La verità è che l’industria statunitense è risorta grazie a massicci investimenti pubblici e privati rivolti al manifatturiero e alla tecnologia digitale. Stiamo parlando di cose che nella nostra penisola agitano dibattiti pubblici, programmi e proclami, ma che ancora non incidono efficacemente nel tessuto connettivo dell’Italia che produce.
Ormai tutti citano la “Industria 4.0”, cioè quell’insieme di novità tecnologiche ed organizzative che determinano valore aggiunto, riducendo i costi. Pochi, però, ricordano che l’obiettivo principale della riprogettazione industriale è il “reshoring”, ovvero il ritorno a casa delle produzioni.
L’industria americana, per esempio, può celebrare a testa alta il ritorno e il rilancio in patria di tante imprese nazionali, non solo manifatturiere. Ormai sono oltre 300 casi di ritorno a casa, quintuplicati in tre anni. Sarebbe un buon segnale che in Italia succedesse altrettanto. Da noi il settore manifatturiero vale 900 miliardi di euro di fatturato; garantisce esportazioni per 300 miliardi, permette il lavoro a 4 milioni di persone. In Italia rappresenta il 16% del Pil, quando in Germania è al 23%. Il problema è proprio che cresciamo poco.

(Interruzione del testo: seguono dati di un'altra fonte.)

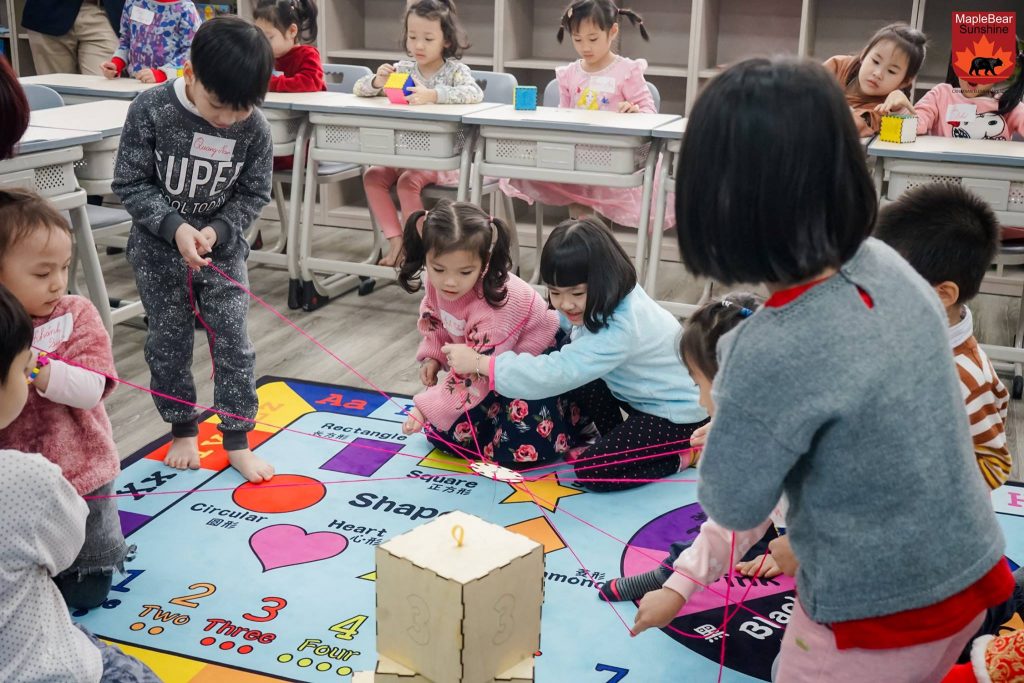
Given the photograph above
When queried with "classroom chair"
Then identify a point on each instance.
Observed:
(498, 88)
(551, 98)
(341, 78)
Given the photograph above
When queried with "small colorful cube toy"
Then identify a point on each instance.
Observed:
(398, 88)
(898, 128)
(525, 97)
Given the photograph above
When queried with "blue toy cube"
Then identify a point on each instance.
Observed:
(525, 97)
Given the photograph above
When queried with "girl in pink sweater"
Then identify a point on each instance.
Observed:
(963, 109)
(599, 80)
(471, 298)
(65, 418)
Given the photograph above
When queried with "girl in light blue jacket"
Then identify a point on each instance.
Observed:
(621, 354)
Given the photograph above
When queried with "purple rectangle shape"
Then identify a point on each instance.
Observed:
(130, 521)
(361, 457)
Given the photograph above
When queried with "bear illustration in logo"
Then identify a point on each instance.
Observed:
(984, 66)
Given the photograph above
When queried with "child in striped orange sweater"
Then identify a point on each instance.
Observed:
(949, 236)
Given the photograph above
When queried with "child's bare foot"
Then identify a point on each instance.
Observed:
(183, 453)
(250, 465)
(394, 252)
(769, 569)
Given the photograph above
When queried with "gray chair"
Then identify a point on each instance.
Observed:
(551, 98)
(42, 97)
(500, 89)
(345, 77)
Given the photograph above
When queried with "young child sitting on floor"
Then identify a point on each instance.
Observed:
(42, 526)
(66, 419)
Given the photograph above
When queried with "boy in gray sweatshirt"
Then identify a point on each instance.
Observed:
(194, 170)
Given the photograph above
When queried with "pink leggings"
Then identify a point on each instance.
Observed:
(809, 653)
(378, 181)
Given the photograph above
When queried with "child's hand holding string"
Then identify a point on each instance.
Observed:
(193, 245)
(656, 610)
(464, 360)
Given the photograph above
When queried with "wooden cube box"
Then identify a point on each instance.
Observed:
(898, 128)
(459, 613)
(392, 672)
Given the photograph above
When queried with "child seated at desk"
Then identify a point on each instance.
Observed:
(155, 39)
(435, 41)
(599, 80)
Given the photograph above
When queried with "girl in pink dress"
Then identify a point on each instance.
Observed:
(598, 80)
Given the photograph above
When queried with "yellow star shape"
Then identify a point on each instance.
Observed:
(547, 491)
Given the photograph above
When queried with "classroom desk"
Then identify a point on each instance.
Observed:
(572, 146)
(95, 171)
(348, 129)
(78, 88)
(45, 164)
(993, 169)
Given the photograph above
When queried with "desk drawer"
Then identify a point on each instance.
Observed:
(400, 137)
(516, 146)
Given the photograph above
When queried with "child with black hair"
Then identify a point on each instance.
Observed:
(434, 40)
(877, 81)
(42, 527)
(599, 80)
(622, 356)
(950, 236)
(982, 115)
(194, 171)
(472, 298)
(66, 419)
(806, 401)
(290, 27)
(155, 39)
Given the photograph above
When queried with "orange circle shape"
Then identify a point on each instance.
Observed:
(285, 493)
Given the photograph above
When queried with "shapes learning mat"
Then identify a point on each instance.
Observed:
(238, 584)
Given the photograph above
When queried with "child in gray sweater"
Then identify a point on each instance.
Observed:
(840, 392)
(194, 171)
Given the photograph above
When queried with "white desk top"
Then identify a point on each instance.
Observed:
(672, 130)
(340, 102)
(938, 148)
(42, 139)
(552, 118)
(95, 86)
(105, 117)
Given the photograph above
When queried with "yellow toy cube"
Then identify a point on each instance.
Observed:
(898, 128)
(459, 599)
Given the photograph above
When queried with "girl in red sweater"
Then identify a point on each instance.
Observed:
(290, 25)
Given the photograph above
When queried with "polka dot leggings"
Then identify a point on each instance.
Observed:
(664, 440)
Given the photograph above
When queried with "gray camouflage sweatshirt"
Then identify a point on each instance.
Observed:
(173, 167)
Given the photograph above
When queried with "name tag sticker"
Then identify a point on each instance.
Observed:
(47, 337)
(142, 15)
(212, 147)
(957, 114)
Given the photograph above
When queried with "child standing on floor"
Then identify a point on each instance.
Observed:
(434, 40)
(960, 108)
(194, 171)
(155, 39)
(66, 419)
(598, 80)
(806, 402)
(42, 527)
(622, 356)
(877, 81)
(950, 237)
(290, 26)
(472, 298)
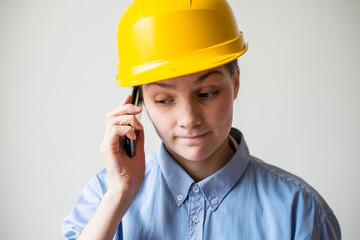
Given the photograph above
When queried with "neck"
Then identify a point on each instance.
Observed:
(199, 170)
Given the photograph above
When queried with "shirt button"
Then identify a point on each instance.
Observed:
(196, 219)
(195, 189)
(179, 197)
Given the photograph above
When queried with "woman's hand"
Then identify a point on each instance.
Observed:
(125, 174)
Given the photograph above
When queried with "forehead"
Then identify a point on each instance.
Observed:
(192, 79)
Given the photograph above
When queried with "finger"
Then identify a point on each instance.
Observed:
(127, 109)
(125, 101)
(120, 131)
(125, 120)
(139, 148)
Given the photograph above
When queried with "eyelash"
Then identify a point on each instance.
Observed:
(206, 95)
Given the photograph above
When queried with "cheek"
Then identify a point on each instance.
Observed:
(221, 112)
(160, 120)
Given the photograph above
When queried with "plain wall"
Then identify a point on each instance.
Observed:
(298, 107)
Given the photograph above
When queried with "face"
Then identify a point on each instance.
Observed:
(192, 114)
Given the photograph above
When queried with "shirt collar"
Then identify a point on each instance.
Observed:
(214, 187)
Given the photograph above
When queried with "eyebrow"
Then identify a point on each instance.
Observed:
(197, 81)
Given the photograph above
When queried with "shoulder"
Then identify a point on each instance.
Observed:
(287, 192)
(283, 182)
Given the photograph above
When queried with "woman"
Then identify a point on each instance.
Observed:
(203, 183)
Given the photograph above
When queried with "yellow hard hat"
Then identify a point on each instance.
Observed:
(162, 39)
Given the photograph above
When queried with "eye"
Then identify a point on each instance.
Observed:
(208, 94)
(163, 101)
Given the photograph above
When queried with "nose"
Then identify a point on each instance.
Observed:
(189, 115)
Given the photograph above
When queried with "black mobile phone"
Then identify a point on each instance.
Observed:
(129, 143)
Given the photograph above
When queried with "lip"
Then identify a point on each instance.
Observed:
(193, 138)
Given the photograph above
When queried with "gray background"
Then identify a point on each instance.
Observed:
(299, 103)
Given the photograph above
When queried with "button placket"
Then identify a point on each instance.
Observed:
(195, 214)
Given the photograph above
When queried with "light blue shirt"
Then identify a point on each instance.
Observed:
(246, 199)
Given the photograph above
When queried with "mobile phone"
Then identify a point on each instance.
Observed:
(129, 143)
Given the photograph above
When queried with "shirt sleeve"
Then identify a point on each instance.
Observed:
(328, 228)
(313, 219)
(85, 206)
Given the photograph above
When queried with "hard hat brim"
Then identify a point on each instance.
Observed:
(196, 61)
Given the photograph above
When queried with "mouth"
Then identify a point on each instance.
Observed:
(193, 138)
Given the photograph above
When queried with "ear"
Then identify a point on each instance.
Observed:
(236, 82)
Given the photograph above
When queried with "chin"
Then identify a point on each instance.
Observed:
(194, 155)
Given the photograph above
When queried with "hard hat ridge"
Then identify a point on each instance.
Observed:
(161, 39)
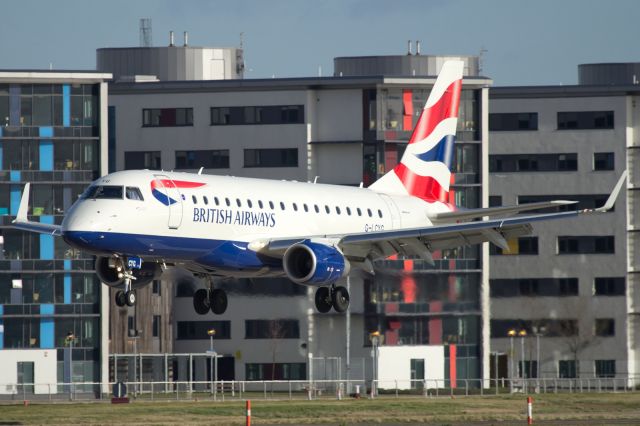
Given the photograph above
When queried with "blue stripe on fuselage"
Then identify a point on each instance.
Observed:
(207, 252)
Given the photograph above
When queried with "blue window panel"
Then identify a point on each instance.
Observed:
(46, 327)
(46, 155)
(67, 288)
(16, 194)
(46, 241)
(66, 105)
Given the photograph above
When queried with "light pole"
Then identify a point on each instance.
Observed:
(375, 340)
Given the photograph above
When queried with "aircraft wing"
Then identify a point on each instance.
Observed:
(361, 247)
(22, 222)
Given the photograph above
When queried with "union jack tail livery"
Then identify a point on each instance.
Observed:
(425, 168)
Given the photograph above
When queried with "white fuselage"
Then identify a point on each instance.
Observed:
(209, 220)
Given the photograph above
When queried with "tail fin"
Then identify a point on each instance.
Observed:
(425, 168)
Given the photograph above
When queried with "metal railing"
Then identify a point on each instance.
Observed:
(306, 390)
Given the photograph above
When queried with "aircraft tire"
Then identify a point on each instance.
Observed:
(218, 301)
(340, 299)
(323, 300)
(120, 299)
(130, 297)
(201, 301)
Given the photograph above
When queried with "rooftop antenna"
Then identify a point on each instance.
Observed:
(145, 32)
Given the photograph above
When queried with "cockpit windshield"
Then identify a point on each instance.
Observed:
(103, 191)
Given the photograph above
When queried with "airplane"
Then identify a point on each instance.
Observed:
(138, 222)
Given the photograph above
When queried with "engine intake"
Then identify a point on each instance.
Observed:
(314, 263)
(109, 269)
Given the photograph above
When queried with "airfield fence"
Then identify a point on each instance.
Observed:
(305, 390)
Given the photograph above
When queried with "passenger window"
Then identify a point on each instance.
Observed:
(134, 193)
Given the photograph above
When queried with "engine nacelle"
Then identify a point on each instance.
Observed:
(109, 270)
(314, 263)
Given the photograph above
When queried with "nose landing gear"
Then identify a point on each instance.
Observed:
(336, 297)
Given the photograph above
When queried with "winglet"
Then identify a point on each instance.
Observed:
(24, 205)
(614, 195)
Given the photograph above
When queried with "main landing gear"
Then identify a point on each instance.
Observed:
(211, 298)
(336, 297)
(128, 296)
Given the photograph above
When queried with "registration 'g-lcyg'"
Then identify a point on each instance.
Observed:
(137, 222)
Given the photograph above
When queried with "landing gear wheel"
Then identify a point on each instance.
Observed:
(340, 299)
(130, 297)
(218, 301)
(120, 299)
(323, 300)
(201, 301)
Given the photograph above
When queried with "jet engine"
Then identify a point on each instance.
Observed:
(110, 271)
(314, 263)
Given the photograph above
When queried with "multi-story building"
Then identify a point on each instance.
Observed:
(572, 286)
(347, 129)
(53, 134)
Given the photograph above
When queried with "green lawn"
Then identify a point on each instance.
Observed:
(618, 406)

L’Italia ha recuperato il 3% di produzione industriale rispetto ai minimi registrati durante la recessione,ma tutti gli altri Paesi europei hanno fatto di più:la Gran Bretagna il 5,4%,la Spagna il 7,5%, la Francia l’8%, la Germania addirittura il 27,8%.
Insomma, per far tornare la grande impresa al centro dell’economia servono risorse fresche in innovazione che ancora latitano. Gli investimenti in “start up” del 2015, ricorda Roberto Saviano nella sua rubrica sull’Espresso, sono in linea con quelli del 2014:rispettivamente 20 milioni di euro per l’anno appena trascorso e 40 milioni per quello precedente. Anche dal punto di vista universitario non siamo messi bene.
Una ricerca della fondazione Res ha indicato che dal 2008 i docenti sono diminuiti del 17%, i corsi di studio del 18%, e i fondi del 22,5%. A causa di tanto disinvestimento le iscrizioni universitarie sono scese del 20% ed i laureati corrispondono al 23,9% degli iscritti, la percentuale più bassa in Europa. Numeri che dimostrano il bisogno di avvicinare il mondo delle nuove imprese a quello delle università e sostenere entrambi.
Occorre, comunque, rimanere fiduciosi. Il ministero dello Sviluppo economico ci tiene a far sapere, per esempio, che, se si considerano le variazioni della produzione industriale del secondo e terzo trimestre di quest’anno, l’Italia con il suo 1,1% fa meglio di Francia, Germania e Regno Unito. Speriamo che dagli Stati generali dell’Industria, convocati il 10 febbraio proprio dal dicastero guidato da Federica Guidi, esca qualche buona idea per il futuro prossimo. L’Italia merita più di un ritorno. L’industria è fondamentale perché ciò accada.